AWS Cloudfront is like proxy service, e.g. A request to Cloudfront will be served with content hosted on origin server. You chose your origin server, in the process Cloudfront will cache any files it has already served and will return the cached version for future requests.

AWS Cloudfront process:

Request -> CloudFront -> Origin Server

Origin Server -> CloudFront -> Response

 

Upon searching on internet other solutions suggest to use robot.txt, but the issue with robot.txt is that you have to make changes to your site plus it will block access to CSS and JS files too. As now Google bot are like modern browsers they need access to CSS files (to detect if your site is responsive/mobile friendly).

This solution assumes that you want to only serve static files like CSS, JS and image files.
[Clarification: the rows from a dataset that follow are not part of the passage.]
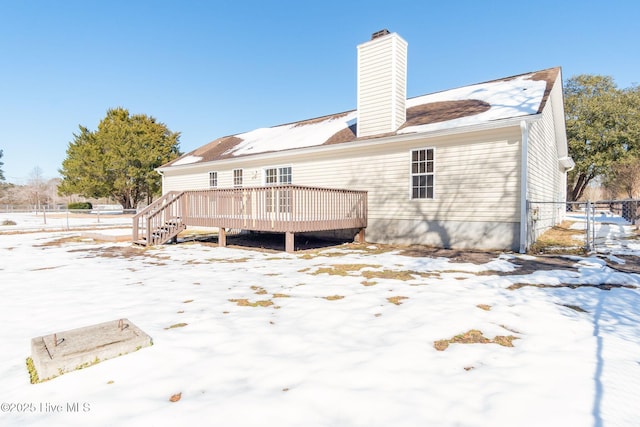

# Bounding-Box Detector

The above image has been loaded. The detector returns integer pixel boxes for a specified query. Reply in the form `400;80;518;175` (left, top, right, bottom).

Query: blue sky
0;0;640;184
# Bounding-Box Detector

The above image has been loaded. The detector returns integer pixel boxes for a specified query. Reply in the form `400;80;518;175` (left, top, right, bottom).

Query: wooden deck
133;185;367;252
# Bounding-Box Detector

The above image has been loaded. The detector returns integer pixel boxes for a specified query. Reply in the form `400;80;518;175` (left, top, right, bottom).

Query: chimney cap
371;28;391;40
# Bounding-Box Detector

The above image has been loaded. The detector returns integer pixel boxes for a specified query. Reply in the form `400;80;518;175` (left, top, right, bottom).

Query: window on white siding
264;166;291;185
209;172;218;188
233;169;242;187
411;148;435;199
264;166;291;213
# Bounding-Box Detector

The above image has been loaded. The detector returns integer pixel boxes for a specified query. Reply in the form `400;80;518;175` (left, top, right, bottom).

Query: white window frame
409;147;436;200
233;169;244;188
262;165;293;185
209;171;218;188
262;165;293;213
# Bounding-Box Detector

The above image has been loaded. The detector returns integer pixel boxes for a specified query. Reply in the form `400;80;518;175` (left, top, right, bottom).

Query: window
411;148;435;199
233;169;242;187
278;166;291;184
264;166;291;213
209;172;218;188
264;166;291;185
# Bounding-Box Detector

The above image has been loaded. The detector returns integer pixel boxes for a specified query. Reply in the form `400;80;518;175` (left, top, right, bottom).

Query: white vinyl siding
296;127;520;223
357;33;407;137
527;80;566;241
233;169;244;187
164;126;521;223
411;148;435;199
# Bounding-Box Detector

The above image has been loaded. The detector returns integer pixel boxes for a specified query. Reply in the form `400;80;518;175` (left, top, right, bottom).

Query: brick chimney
357;30;407;137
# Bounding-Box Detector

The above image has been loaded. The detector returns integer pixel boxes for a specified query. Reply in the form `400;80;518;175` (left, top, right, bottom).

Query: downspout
519;120;529;254
156;169;164;194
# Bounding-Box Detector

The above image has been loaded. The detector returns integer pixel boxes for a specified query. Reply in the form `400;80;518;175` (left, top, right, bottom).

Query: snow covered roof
163;67;560;168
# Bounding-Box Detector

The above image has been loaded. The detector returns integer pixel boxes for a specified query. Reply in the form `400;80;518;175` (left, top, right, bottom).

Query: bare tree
27;166;49;212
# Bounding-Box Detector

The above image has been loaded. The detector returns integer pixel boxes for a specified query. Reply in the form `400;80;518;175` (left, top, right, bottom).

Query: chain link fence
527;199;640;252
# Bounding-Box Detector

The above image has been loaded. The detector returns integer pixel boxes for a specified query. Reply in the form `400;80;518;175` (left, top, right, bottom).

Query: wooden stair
132;192;187;246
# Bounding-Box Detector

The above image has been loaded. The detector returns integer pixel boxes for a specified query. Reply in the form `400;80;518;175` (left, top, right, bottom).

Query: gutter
154;168;164;194
157;114;542;172
519;120;529;254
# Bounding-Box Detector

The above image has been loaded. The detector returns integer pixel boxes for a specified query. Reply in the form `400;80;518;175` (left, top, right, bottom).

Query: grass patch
362;270;420;281
164;323;188;331
229;298;273;307
507;283;638;291
387;295;409;305
27;357;40;384
529;221;585;254
560;304;588;313
433;329;518;351
207;257;249;264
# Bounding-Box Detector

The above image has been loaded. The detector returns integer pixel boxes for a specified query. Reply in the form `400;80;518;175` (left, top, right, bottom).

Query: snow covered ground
0;214;640;427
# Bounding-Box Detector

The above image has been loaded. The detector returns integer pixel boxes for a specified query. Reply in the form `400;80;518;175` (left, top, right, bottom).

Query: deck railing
134;185;367;249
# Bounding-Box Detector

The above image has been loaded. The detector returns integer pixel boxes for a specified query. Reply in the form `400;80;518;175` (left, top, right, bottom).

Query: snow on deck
0;212;640;427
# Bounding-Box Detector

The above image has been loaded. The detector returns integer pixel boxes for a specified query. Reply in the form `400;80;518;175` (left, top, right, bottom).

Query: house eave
156;114;542;173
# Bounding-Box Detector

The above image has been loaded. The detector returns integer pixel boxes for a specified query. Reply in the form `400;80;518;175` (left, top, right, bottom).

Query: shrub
67;202;93;209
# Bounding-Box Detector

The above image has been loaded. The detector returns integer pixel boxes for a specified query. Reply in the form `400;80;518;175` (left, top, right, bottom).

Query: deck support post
218;227;227;248
284;231;295;253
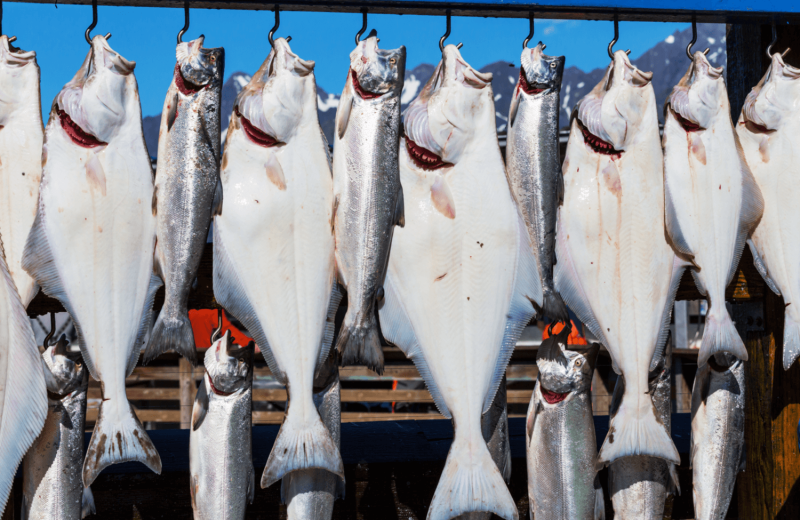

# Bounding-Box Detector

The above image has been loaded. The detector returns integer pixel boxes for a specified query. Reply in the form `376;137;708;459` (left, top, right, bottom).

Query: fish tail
597;394;680;469
83;399;161;488
261;404;344;488
81;487;97;519
783;313;800;370
697;304;747;366
336;309;383;374
144;311;197;366
427;436;519;520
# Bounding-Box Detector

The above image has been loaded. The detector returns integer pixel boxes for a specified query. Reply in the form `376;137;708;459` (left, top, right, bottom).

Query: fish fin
427;437;519;520
553;210;608;348
81;487;97;519
211;177;222;218
314;276;342;377
783;313;800;370
483;216;542;413
192;374;208;432
394;186;406;227
130;274;163;376
261;403;344;488
213;226;286;384
144;309;198;366
747;240;781;296
167;90;179;133
83;399;161;487
378;273;452;419
597;395;680;467
697;302;747;366
336;304;385;374
336;79;355;139
431;174;456;219
0;231;48;511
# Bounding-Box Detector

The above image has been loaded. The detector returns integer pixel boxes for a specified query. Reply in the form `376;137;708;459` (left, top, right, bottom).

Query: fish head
42;334;86;396
174;35;225;92
350;29;406;100
0;34;39;126
403;45;495;170
575;50;655;156
519;42;566;95
204;330;255;396
667;51;728;131
53;34;139;148
742;52;800;132
234;38;317;147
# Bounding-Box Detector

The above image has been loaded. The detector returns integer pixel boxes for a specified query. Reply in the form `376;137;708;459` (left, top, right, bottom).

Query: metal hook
178;2;189;43
439;9;464;52
522;11;533;49
608;13;631;60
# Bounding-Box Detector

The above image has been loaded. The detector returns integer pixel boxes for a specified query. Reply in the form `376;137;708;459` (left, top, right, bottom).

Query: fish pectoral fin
431;174;456;219
192;376;208;432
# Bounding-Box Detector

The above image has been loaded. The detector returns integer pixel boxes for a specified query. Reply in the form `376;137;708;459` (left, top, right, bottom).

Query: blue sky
3;2;688;115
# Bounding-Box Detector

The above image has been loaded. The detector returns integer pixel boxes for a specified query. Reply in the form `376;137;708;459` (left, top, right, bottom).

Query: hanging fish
0;35;44;307
608;342;680;520
378;45;542;520
214;38;344;487
144;36;225;365
333;30;406;373
691;354;746;520
506;42;569;322
525;327;605;520
22;35;161;487
664;51;764;365
736;53;800;370
555;51;683;464
189;330;256;520
22;335;95;520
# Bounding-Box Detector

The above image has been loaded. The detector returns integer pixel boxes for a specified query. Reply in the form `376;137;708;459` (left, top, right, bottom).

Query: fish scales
333;31;406;373
214;38;344;487
691;354;746;520
0;35;44;307
506;42;569;322
736;53;800;370
664;51;764;365
380;45;541;520
555;51;683;464
22;35;161;486
144;36;225;364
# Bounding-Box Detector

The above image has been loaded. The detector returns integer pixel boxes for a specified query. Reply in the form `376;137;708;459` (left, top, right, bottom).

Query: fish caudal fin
427;436;519;520
144;311;197;366
336;310;383;374
261;404;344;488
83;399;161;488
697;304;747;366
597;396;681;469
783;314;800;370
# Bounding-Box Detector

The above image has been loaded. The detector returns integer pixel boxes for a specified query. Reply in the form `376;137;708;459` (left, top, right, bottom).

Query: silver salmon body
22;336;95;520
189;331;255;520
333;31;406;372
608;347;680;520
525;327;603;520
506;42;569;322
144;36;225;364
691;355;746;520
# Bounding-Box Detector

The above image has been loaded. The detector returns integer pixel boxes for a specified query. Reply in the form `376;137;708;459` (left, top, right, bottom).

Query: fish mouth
578;119;622;159
56;107;108;148
406;137;453;170
350;69;383;99
233;105;283;148
175;64;208;96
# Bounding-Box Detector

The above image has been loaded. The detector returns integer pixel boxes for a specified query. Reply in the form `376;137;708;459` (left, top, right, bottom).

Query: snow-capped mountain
143;24;727;156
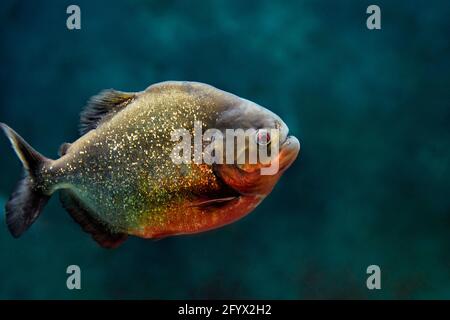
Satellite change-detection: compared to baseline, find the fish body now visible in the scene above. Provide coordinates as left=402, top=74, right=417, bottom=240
left=1, top=81, right=299, bottom=247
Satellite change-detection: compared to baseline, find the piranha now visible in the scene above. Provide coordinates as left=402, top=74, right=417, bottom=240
left=0, top=81, right=300, bottom=248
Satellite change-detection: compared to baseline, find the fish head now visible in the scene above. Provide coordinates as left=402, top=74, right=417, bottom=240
left=214, top=98, right=300, bottom=197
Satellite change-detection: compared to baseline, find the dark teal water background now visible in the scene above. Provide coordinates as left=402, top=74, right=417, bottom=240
left=0, top=0, right=450, bottom=299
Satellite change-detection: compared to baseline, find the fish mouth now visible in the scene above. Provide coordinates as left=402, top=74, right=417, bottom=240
left=278, top=136, right=300, bottom=171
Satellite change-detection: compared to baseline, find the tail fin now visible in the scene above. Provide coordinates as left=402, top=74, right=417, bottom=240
left=0, top=122, right=50, bottom=238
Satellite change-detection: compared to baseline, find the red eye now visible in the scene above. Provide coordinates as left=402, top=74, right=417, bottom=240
left=256, top=129, right=270, bottom=146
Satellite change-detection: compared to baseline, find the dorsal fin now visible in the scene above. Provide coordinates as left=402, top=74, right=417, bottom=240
left=80, top=89, right=136, bottom=135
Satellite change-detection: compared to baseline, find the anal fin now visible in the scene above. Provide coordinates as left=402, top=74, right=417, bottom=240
left=60, top=190, right=128, bottom=249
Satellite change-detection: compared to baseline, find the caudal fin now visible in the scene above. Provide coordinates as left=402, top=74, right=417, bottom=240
left=0, top=122, right=50, bottom=238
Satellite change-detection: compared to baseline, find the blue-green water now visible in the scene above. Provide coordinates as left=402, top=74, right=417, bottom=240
left=0, top=0, right=450, bottom=299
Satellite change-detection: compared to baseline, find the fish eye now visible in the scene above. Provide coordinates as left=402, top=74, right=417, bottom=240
left=255, top=129, right=270, bottom=146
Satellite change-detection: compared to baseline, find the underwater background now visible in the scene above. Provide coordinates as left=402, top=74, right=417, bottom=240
left=0, top=0, right=450, bottom=299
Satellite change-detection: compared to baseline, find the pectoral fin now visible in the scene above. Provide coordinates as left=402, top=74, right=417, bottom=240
left=191, top=196, right=239, bottom=209
left=60, top=190, right=128, bottom=249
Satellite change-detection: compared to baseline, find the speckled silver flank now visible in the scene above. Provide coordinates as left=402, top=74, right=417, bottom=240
left=38, top=82, right=298, bottom=237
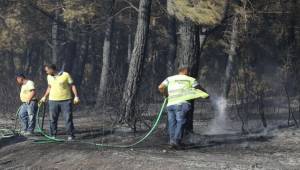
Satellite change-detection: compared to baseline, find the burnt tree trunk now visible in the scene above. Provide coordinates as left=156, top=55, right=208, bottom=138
left=97, top=0, right=115, bottom=106
left=121, top=0, right=152, bottom=122
left=51, top=1, right=60, bottom=64
left=63, top=22, right=77, bottom=72
left=177, top=20, right=200, bottom=132
left=167, top=0, right=177, bottom=76
left=222, top=16, right=238, bottom=99
left=73, top=33, right=90, bottom=90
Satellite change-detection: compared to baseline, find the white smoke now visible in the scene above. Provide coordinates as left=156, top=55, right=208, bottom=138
left=206, top=97, right=233, bottom=134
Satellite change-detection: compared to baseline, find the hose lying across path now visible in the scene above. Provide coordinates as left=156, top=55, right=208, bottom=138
left=0, top=107, right=21, bottom=139
left=34, top=98, right=167, bottom=148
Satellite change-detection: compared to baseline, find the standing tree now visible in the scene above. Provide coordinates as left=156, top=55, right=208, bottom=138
left=121, top=0, right=152, bottom=125
left=97, top=0, right=115, bottom=106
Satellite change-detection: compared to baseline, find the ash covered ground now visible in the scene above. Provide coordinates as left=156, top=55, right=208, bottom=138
left=0, top=103, right=300, bottom=170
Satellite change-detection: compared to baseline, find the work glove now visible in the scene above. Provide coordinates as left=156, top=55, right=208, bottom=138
left=73, top=97, right=80, bottom=105
left=40, top=96, right=47, bottom=103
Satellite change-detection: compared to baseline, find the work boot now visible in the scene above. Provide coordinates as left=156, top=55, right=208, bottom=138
left=24, top=131, right=33, bottom=136
left=68, top=136, right=75, bottom=142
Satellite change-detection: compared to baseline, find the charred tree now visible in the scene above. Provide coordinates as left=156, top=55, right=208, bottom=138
left=167, top=0, right=177, bottom=76
left=97, top=0, right=115, bottom=106
left=121, top=0, right=151, bottom=125
left=51, top=0, right=60, bottom=64
left=222, top=16, right=238, bottom=99
left=177, top=19, right=200, bottom=132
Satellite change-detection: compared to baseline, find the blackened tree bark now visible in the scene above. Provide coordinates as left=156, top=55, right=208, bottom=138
left=222, top=16, right=238, bottom=98
left=72, top=33, right=90, bottom=90
left=127, top=10, right=132, bottom=63
left=97, top=0, right=115, bottom=106
left=51, top=0, right=60, bottom=64
left=63, top=22, right=77, bottom=72
left=177, top=20, right=200, bottom=132
left=121, top=0, right=152, bottom=122
left=167, top=0, right=177, bottom=76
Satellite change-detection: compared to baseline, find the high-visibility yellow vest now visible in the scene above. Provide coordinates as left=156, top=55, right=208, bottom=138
left=162, top=75, right=209, bottom=106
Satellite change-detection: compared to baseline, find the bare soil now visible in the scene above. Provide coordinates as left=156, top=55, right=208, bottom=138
left=0, top=111, right=300, bottom=170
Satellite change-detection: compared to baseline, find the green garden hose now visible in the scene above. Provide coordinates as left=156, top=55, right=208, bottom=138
left=34, top=98, right=167, bottom=148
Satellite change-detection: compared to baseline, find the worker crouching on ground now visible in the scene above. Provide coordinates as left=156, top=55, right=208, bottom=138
left=41, top=65, right=79, bottom=141
left=158, top=67, right=198, bottom=149
left=16, top=74, right=38, bottom=136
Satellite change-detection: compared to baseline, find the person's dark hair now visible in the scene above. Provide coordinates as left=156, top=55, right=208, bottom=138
left=45, top=64, right=56, bottom=70
left=178, top=66, right=189, bottom=72
left=16, top=73, right=26, bottom=79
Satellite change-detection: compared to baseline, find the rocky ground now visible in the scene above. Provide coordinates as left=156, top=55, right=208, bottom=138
left=0, top=115, right=300, bottom=170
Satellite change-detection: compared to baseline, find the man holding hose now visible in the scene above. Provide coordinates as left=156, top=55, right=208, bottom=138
left=158, top=67, right=208, bottom=149
left=41, top=65, right=79, bottom=141
left=16, top=73, right=38, bottom=136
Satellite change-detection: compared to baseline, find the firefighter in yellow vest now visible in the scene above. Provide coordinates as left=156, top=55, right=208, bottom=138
left=16, top=73, right=37, bottom=136
left=41, top=65, right=79, bottom=141
left=158, top=67, right=205, bottom=149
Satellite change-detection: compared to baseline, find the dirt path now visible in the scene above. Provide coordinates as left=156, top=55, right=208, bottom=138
left=0, top=129, right=300, bottom=170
You can use AWS Cloudfront service to cache a complete domain of your choosing, but this would create duplicate for all the content served by origin server.

So for this example we suppose that you have domain static.example.com and you are serving all its content from XXXX.cloudfront.net, this is not good SEO as it would cause duplicate content issue with search engines.

To get around the issue: once you have created your CloudFront distribution, go to “Origins” tab and add a new origin to domain say “non-existent.example.com

Once you have added a new origin to a domain that doesn’t exists any request to domain won’t get served by CloudFront.

Now go to “Behaviors” tab edit the default behavior and set origin to non existent, after this all requests to XXXX.cloudfront.net should give error(given that it is still not cached by edge locations).

Now create a new behavior with “Path Pattern” set to something like *.css for CSS files and set the origin to static.example.com, repeat this step for all the path patterns that you actually want to resolve to a successful request.

The above setup will ensure that your distribution only serve the paths patterns that you have included.